This project is a modification of the Mask R-CNN codebase for hand detection. [https://github.com/tcnshonen/pytorch-mask-rcnn].
- You would need to download the preprocessed datasets from this link.
- Open the notebook in either mybinder or Google Colab (https://colab.research.google.com/github/satyajeetmaharana/HandDetection_MaskRCNN/blob/master/Mask%20R%20CNN%20Model%20for%20Hand%20Detection_Notebook.ipynb)
The Mask R-CNN model is trained with the EgoHands Dataset [http://vision.soic.indiana.edu/projects/egohands/].

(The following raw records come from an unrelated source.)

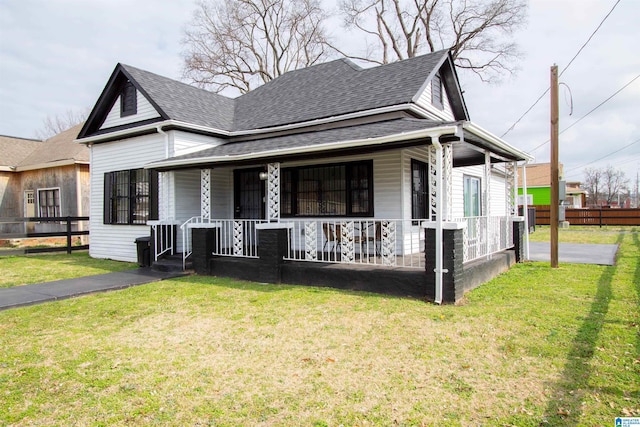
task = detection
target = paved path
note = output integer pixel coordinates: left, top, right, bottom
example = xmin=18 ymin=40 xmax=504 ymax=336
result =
xmin=0 ymin=267 xmax=185 ymax=310
xmin=529 ymin=242 xmax=618 ymax=265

There are mainly three steps I have followed: (i) Created a dataloader to process the data (ii) Built a script for training the model (iii) Built an evaluation script to evaluate the model
The EgoHands dataset contains in total 4800 labeled images from 48 Google Glass videos. The ground-truth labels consist of polygons with hand segmentations and are provided as Matlab files. You need to convert them to masks and compute the minimal bounding box. Notice that some images might not contain any hand at all and you might want to omit these images. There is no train/val split in the original dataset and you should split it yourself.
The complete Mask R-CNN architecture is in model.py. However, to better adjust Mask R-CNN to EgoHands, you are free to modify model.py and use any tricks you learnt from any research literature. A train_model function can be found in model.py. You can use this function to train the model or you can make your own training pipeline if you want.